Amber is the common name for fossilized tree resin that is appreciated for its inherent and interesting mixture of colors.
It is widely used for making jewelry and other ornaments.
Amber has been found throughout the world, but the largest and most significant deposits occur along the shores of the Baltic Sea in sands.
Most of the world’s amber is in the range of 30 to 90 million years old.
Amber can look different depending on its origin, and its geological history.
Amber occurs as irregular nodules, rods, or droplike shapes in all shades of yellow with nuances of orange, brown, and, rarely, red. Milky-white opaque varieties are called bone amber.
Amber can contain, in addition to the beautifully preserved plant-structures, remains of insects, spiders, annelids, frogs, crustaceans and other small organisms that became trapped while it was fluid.
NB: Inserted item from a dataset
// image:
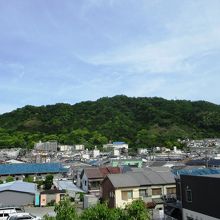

In most cases the organic structure has disappeared, leaving only a cavity.
Much valued from antiquity to the present as a gemstone, amber is made into a variety of decorative objects.
Ornamental carved objects, beads, rosaries, cigarette holders, and pipe mouthpieces are made from amber.
Most amber has a hardness between 2.0 and 2.5 on the Mohs scale and a melting point of 250 – 300 °C (482 – 572 °F).
The largest piece of amber weighs 50.4 kg (111.11 lb), owned by Joseph Fam (Singapore) and was measured by members of the International Amber Association (Poland) in Singapore, on 26 February 2017. The piece is a Sumatran amber found in Indonesia and its dimensions are 55 x 50 x 42 cm.
The Amber Room is a reconstructed chamber decorated in amber panels backed with gold leaf and mirrors, located in the Catherine Palace of Tsarskoye Selo near Saint Petersburg. The room covered more than 55 square meters (590 square feet) and contained over 6 tonnes (13,000 lb) of amber. It was looted during World War II by the Army Group North of Nazi Germany, and brought to Königsberg for reconstruction and display. [Below: Hand-coloured photograph of the original Amber Room, 1931]
The Amber Road was an ancient trade route for the transfer of amber from coastal areas of the North Sea and the Baltic Sea to the Mediterranean Sea.
The English word “amber” derives from Arabic ʿanbar عنبر via Middle Latin ambar and Middle French ambre. The word was adopted in Middle English in the 14th century as referring to what is now known as ambergris (ambre gris or “grey amber”), a solid waxy substance derived from the sperm whale. In the Romance languages, the sense of the word had come to be extended to Baltic amber (fossil resin) from as early as the late 13th century. At first called white or yellow amber (ambre jaune), this meaning was adopted in English by the early 15th century. As the use of ambergris waned, this became the main sense of the word.
The two substances (“yellow amber” and “grey amber”) conceivably became associated or confused because they both were found washed up on beaches. Ambergris is less dense than water and floats, whereas amber is too dense to float, though less dense than stone.
The classical names for amber, Latin electrum and Ancient Greek ἤλεκτρον (ēlektron), are connected to a term ἠλέκτωρ (ēlektōr) meaning “beaming Sun.” According to myth, when Phaëton son of Helios (the Sun) was killed, his mourning sisters became poplar trees, and their tears became elektron, amber. The word elektron gave rise to the words electric, electricity, and their relatives because of amber’s ability to bear a static electricity charge.
Amber has been used as jewelry since the Stone Age, from 13,000 years ago.
Amber has also been used as a healing agent in folk medicine.
Scientists value because it provides a three-dimensional window into prehistoric ecosystems through the myriad animal and plant inclusions it contains.
Semi-fossilized resin or sub-fossil amber is called copal.
Amberoid, or “pressed amber,” is produced by fusing together small pieces of amber under pressure. Parallel bands, or flow structure, in amberoid help to distinguish it from natural amber.